Kein Ende der Gewalt im Irak: 160 Tote
bei Anschlägen in Bagdad - Ausgangssperre
- Autobomben: Bis zu sechs Explosionen in Sadr City
- PLUS: Über 30 Bewaffnete griffen Ministerium an

Nach einer blutigen Anschlagsserie in Bagdad mit bis zu 160 Toten gilt in der irakischen Hauptstadt eine unbefristete Ausgangssperre. Ministerpräsident Maliki erklärte zudem den Flughafen für geschlossen. Im Schiiten-Vorort Sadr-City waren sechs Bomben explodiert, eine siebte konnte rechtzeitig entschärft werden. Neben den Getöteten wurden mehr als 200 Iraker verletzt.
Die irakische Polizei sprach vom blutigsten Anschlag seit Beginn des Krieges vor dreieinhalb Jahren. In dem Schiiten-Viertel, in dem rund zwei Millionen Menschen dicht gedrängt leben, explodierten mehrere Autobomben. Kurz darauf verletzten Mörsergranaten im sunnitischen Stadtteil Adhamija zehn Menschen. Die schiitische Vorstadt, Hochburg des radikalen Predigers Al Sadr und seiner Miliz, wird immer wieder vor allem von sunnitischen Extremisten angegriffen.

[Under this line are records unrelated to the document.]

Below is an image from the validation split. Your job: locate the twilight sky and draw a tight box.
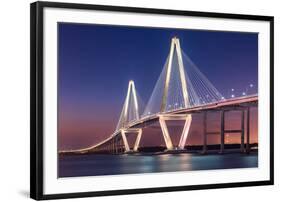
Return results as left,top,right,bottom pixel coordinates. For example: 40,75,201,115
58,23,258,149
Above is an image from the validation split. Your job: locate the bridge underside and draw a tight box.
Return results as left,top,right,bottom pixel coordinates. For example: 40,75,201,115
70,99,258,154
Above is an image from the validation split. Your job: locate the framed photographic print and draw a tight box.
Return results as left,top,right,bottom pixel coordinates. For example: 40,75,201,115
30,2,273,200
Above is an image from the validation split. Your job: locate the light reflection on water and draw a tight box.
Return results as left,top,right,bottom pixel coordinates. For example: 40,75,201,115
59,153,258,177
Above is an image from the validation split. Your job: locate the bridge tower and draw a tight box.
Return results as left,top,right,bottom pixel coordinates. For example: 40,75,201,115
116,80,142,152
159,37,192,150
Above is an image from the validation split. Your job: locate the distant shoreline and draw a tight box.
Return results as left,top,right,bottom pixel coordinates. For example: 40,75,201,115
58,143,258,156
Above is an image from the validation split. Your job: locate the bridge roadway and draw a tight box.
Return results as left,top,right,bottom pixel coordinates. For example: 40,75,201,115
60,95,258,154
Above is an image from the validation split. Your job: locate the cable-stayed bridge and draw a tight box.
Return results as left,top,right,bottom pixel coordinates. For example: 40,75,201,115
60,37,258,153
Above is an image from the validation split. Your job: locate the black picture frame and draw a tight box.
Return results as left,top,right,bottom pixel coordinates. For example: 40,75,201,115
30,2,274,200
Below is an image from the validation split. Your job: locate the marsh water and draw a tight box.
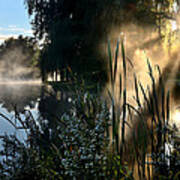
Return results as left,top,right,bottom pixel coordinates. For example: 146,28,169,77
0,82,71,143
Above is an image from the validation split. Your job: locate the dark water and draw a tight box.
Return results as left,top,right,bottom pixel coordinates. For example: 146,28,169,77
0,83,71,140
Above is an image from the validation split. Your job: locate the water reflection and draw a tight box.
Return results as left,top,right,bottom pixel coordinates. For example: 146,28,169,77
0,83,72,136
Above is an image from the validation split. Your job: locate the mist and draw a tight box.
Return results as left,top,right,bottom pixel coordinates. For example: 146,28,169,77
100,18,180,126
0,39,40,82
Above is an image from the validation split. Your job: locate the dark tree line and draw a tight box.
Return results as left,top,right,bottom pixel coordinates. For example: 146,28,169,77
0,35,40,80
25,0,179,81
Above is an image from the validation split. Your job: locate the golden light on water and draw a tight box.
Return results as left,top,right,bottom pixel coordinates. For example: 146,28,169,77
172,110,180,127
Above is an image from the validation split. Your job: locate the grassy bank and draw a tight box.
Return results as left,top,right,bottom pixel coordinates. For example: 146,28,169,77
0,42,180,180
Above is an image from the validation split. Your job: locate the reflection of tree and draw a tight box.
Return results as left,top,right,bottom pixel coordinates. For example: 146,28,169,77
0,36,39,80
0,85,40,112
39,86,72,120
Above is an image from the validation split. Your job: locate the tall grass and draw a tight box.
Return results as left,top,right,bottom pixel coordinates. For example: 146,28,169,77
108,38,178,179
0,40,180,180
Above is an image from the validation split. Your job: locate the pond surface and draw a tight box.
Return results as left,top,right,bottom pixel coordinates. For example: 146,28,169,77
0,82,71,143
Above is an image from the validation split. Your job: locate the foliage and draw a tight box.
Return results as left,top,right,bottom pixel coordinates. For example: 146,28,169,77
25,0,179,82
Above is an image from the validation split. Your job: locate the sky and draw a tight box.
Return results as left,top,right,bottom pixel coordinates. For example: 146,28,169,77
0,0,32,43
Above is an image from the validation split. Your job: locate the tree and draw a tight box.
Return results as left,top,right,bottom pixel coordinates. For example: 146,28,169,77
25,0,178,81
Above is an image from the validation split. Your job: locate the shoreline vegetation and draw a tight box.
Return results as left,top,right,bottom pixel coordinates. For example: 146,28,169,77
0,41,180,180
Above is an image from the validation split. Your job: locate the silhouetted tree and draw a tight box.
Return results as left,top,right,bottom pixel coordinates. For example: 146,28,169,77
25,0,179,81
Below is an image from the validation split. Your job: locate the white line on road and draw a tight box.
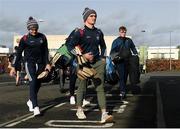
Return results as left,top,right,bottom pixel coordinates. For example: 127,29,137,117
54,103,66,108
156,82,166,128
45,120,113,128
0,103,64,127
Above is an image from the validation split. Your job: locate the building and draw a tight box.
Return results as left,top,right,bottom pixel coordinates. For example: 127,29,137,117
147,46,179,60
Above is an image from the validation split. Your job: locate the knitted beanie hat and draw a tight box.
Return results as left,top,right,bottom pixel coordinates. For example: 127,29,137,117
82,7,97,21
27,16,39,30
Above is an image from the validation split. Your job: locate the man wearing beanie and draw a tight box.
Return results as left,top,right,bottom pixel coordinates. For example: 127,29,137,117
10,17,51,116
66,8,113,123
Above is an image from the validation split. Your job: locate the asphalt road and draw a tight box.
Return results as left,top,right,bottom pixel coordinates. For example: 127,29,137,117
0,72,180,128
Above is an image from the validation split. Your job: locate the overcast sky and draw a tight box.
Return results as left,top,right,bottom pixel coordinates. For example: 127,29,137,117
0,0,180,47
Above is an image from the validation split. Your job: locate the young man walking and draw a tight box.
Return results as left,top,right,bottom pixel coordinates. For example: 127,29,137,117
10,17,51,116
67,8,113,123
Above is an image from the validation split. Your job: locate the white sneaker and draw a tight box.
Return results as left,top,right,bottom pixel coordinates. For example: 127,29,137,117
100,112,113,124
82,99,90,107
70,96,76,105
76,109,86,119
27,99,34,112
34,107,41,116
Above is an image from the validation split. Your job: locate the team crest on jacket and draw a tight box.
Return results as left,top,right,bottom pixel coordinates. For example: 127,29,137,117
40,39,43,43
96,35,100,40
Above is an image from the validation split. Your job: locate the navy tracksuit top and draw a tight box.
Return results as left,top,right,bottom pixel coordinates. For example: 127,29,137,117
66,26,106,59
13,33,49,68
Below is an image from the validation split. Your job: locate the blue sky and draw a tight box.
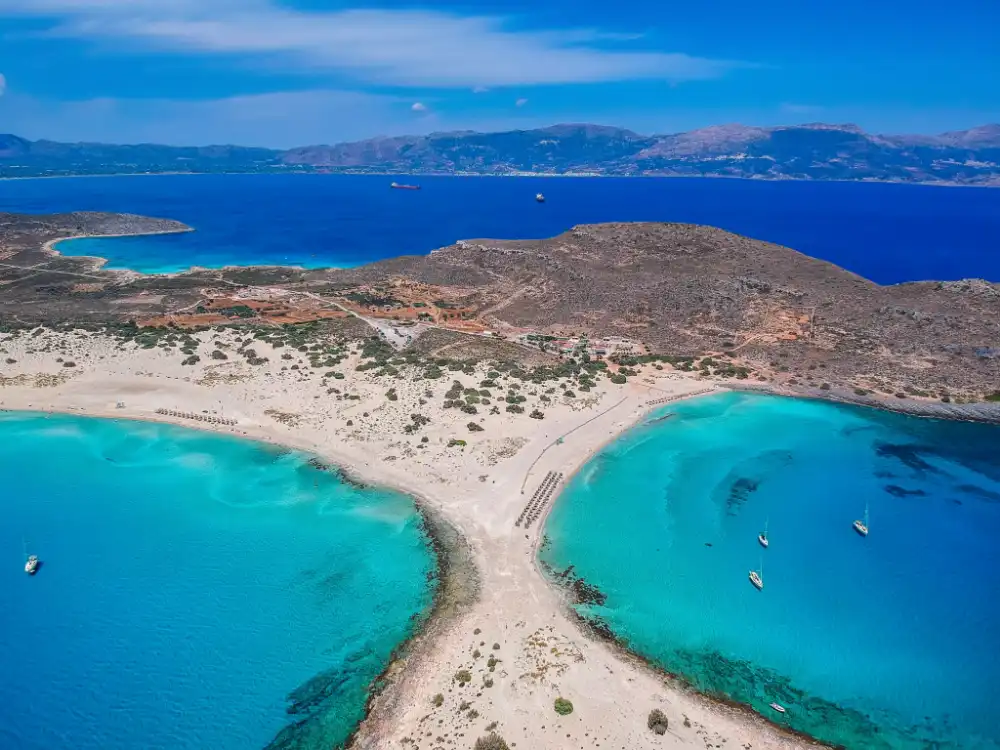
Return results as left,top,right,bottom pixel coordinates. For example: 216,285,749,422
0,0,1000,147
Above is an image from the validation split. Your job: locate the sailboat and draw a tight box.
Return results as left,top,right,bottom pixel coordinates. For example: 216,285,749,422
750,558,764,591
853,503,868,536
757,521,771,549
21,539,38,576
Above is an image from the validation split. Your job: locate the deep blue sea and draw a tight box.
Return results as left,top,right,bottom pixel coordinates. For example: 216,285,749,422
0,413,434,750
0,175,1000,284
541,393,1000,750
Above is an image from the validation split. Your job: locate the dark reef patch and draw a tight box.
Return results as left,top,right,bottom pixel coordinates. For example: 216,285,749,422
883,484,927,497
958,484,1000,503
875,442,943,474
538,560,608,607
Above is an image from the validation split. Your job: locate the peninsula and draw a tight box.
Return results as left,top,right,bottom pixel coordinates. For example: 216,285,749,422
0,214,1000,750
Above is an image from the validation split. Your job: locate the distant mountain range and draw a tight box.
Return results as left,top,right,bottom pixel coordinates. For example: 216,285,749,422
0,123,1000,185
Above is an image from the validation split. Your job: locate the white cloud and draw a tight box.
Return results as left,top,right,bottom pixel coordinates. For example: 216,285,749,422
781,102,823,115
0,90,414,148
0,0,738,88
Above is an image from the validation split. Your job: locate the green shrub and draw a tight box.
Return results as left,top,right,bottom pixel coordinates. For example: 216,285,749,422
646,708,667,734
555,698,573,716
473,732,510,750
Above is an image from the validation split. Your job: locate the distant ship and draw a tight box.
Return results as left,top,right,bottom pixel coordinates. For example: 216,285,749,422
21,539,38,576
853,503,868,536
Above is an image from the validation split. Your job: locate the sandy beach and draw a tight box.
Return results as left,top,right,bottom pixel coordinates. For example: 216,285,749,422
0,329,828,750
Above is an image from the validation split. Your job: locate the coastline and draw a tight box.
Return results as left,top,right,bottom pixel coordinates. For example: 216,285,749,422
0,329,992,750
0,166,1000,189
0,407,479,748
532,384,835,749
42,227,195,276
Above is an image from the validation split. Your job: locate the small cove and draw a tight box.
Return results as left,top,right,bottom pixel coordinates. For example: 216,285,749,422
540,393,1000,750
0,412,437,750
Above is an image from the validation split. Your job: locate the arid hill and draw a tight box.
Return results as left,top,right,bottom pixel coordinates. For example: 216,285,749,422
0,214,1000,396
337,224,1000,396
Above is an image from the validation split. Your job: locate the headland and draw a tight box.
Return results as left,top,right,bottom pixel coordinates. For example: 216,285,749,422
0,215,1000,748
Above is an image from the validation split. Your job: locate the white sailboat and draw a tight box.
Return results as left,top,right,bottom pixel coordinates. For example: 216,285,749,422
853,503,868,536
21,539,38,576
750,558,764,591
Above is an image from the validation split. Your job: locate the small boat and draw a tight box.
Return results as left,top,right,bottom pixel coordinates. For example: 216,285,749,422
852,503,868,536
750,559,764,591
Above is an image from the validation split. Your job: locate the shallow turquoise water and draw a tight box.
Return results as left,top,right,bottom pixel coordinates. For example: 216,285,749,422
0,414,434,750
542,394,1000,750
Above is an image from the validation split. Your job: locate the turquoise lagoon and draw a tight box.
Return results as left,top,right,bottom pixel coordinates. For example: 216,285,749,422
0,413,435,750
541,393,1000,750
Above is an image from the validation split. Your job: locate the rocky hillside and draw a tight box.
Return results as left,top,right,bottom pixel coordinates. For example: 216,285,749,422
0,124,1000,185
336,224,1000,388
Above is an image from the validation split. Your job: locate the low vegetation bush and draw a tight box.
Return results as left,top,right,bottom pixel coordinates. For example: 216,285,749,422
646,708,667,734
473,732,510,750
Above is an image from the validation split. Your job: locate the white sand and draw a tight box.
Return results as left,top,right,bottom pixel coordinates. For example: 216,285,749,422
0,332,820,750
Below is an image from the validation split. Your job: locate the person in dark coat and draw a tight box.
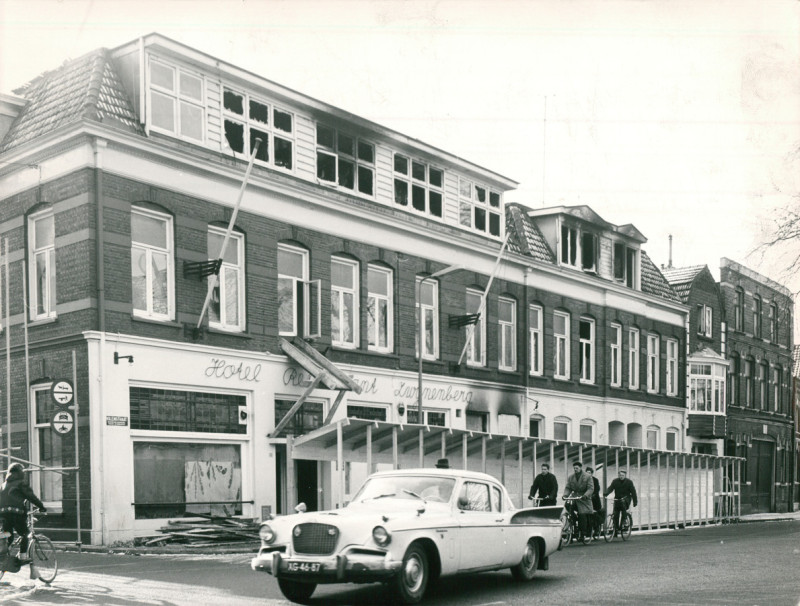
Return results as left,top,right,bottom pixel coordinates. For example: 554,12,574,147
528,463,558,507
564,461,594,540
0,463,47,556
586,467,603,540
604,469,638,534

Außer Regierungschef Maliki riefen auch Staatspräsident Talabani, ein Kurde, und sein arabisch-sunnitischer Stellvertreter Hashemi die Bevölkerung zur Besonnenheit auf. Der schiitische Großajatollah Sistani veröffentlichte einen ähnlichen Appell.
Bei einer Razzia von US-Soldaten in Sadr-City waren Donnerstag früh vier Iraker ums Leben gekommen. Amerikanische Truppen suchen in der Vorstadt seit einem Monat nach einem US-Soldaten irakischer Herkunft, der in Bagdad verschleppt worden war. Laut US-Armee richtete sich auch diese Razzia gegen die mutmaßlichen Entführer. Fünf Verdächtige wurden festgenommen.
Bewaffnete Extremisten griffen am selben Tag das Gesundheitsministerium im Zentrum der Stadt an. Sicherheitskräfte lieferten sich ein Feuergefecht mit den Angreifern. Ein Vertreter des Ministeriums sagte, die Aufständischen hätten das Gebäude vermutlich angegriffen, um eine Schneise zwischen zwei Viertel zu schlagen, die vorwiegend von Sunniten bewohnt seien.